Regular expressions are a powerful tool, though a bit tedious to learn. Besides matching very complex patterns indeed, other operations that are possible are splitting a string where a pattern matches and substitution. I invite you to have a look at the official [howto](https://docs.python.org/3/howto/regex.html) to get a feeling for what can be done.

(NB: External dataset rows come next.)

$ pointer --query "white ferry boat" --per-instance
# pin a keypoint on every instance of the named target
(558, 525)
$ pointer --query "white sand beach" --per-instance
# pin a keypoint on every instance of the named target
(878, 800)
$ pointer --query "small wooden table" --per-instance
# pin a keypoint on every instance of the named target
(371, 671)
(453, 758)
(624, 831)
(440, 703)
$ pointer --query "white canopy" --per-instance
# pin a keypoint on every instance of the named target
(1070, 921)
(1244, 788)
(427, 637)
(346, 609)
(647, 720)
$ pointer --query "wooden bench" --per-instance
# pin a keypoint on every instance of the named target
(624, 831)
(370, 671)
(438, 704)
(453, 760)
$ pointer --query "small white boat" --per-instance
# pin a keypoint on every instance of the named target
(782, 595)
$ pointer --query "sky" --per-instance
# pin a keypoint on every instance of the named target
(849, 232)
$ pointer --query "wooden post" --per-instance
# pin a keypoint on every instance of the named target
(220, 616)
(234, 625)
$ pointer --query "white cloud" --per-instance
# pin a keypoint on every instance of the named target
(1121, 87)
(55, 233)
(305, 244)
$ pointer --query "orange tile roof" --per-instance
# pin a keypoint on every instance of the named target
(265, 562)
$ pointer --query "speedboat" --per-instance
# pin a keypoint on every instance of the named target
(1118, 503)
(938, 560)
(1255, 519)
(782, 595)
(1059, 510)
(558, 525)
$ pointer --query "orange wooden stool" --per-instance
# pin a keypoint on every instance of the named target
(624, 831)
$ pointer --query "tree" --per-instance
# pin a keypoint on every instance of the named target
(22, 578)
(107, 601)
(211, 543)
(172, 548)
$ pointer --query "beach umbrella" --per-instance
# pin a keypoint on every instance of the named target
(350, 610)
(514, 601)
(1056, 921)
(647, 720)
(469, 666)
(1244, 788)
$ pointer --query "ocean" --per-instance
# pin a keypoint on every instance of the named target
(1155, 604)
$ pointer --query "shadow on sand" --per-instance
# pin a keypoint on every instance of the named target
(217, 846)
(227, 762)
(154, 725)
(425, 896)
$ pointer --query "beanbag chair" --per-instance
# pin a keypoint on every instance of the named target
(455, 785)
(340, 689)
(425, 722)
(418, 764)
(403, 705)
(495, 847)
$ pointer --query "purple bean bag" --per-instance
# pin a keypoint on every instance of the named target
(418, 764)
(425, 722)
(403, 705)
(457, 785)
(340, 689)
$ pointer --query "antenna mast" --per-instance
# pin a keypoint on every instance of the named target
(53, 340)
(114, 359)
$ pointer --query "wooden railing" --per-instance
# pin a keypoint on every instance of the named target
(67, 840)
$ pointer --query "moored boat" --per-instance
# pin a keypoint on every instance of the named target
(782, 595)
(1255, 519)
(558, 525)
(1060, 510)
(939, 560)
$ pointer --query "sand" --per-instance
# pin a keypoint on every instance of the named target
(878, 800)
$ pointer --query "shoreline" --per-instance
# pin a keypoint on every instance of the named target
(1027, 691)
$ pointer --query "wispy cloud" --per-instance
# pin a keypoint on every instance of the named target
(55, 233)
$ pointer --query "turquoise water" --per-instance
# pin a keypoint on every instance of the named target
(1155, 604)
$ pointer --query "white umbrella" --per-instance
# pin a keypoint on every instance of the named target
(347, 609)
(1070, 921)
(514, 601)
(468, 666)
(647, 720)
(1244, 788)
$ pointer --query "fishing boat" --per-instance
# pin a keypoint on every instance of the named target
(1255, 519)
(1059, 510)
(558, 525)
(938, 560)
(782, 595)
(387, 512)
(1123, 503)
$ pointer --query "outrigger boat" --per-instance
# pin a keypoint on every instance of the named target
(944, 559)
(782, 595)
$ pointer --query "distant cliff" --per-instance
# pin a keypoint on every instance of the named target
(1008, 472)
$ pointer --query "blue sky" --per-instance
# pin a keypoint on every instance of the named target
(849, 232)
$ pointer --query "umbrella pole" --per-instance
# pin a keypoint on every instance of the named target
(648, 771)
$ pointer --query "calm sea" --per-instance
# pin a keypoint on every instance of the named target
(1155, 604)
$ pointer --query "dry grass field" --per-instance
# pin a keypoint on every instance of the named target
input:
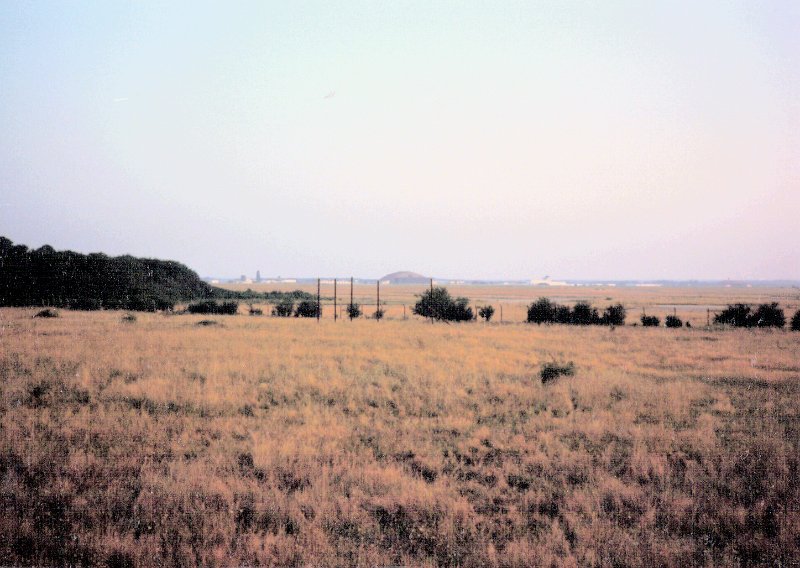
(287, 442)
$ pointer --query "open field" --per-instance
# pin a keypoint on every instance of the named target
(690, 303)
(290, 442)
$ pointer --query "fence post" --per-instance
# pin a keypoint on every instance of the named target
(431, 300)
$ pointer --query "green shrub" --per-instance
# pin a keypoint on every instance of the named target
(284, 308)
(46, 313)
(212, 307)
(737, 315)
(650, 321)
(741, 315)
(614, 315)
(307, 309)
(552, 370)
(439, 305)
(86, 304)
(486, 312)
(584, 314)
(353, 311)
(769, 315)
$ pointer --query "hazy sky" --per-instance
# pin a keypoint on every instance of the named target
(477, 140)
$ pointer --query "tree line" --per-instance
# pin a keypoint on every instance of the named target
(67, 279)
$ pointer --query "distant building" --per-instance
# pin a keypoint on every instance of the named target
(547, 282)
(404, 277)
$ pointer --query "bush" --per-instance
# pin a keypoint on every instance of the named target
(307, 309)
(737, 315)
(46, 313)
(614, 315)
(353, 311)
(741, 315)
(563, 314)
(584, 314)
(542, 311)
(86, 304)
(551, 371)
(212, 307)
(439, 305)
(284, 308)
(769, 315)
(650, 321)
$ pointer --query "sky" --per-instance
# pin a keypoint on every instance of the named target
(497, 140)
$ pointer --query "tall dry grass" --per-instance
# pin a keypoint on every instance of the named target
(287, 442)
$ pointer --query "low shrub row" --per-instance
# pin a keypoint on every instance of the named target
(743, 315)
(211, 307)
(545, 310)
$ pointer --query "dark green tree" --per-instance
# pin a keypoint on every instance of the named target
(439, 305)
(737, 315)
(768, 315)
(650, 321)
(353, 310)
(486, 312)
(614, 315)
(284, 308)
(306, 309)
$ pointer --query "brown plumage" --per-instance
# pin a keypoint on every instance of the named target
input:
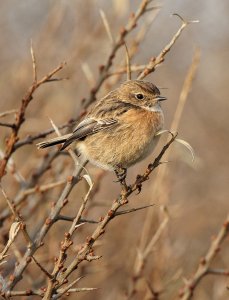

As you will see, REGEX syntax makes heavy use of backslashes. This is a problem in Python, because a backslash is interpreted as an *escape character*. That is, a combination of a backslash and a standard character is normally translated to a non-printable character (for example a newline), according to this [table](http://www.python-ds.com/python-3-escape-sequences).

In [11]:
print("escape\nsequence")

escape
sequence


The solution is to use the Python "raw string" syntax by prepending an "r" (for "raw") to the string in question. This saves the backslash from being crunched as an escape sequence:

In [12]:
print(r"escape\nsequence")

escape\nsequence


to be on the safe side, you may want to put an "r" before all of the regular expressions you write. Example:

In [16]:
solomon="""
    Solomon Grundy,
    Born on a Mon_day,
    Christened on Tuesday,
    Married on Wednesday,
    Took ill on Thursday,
    Grew worse on Friday,
    Died on Saturday,
    Buried on Sunday.
    That was the end of,
    Solomon Grundy."""

# \w+ matches one or more alphanumeric characters
rgx=re.compile(r"\w+da?y")
rgx.findall(solomon)

['Grundy',
 'Mon_day',
 'Tuesday',
 'Wednesday',
 'Thursday',
 'Friday',
 'Saturday',
 'Sunday',
 'Grundy']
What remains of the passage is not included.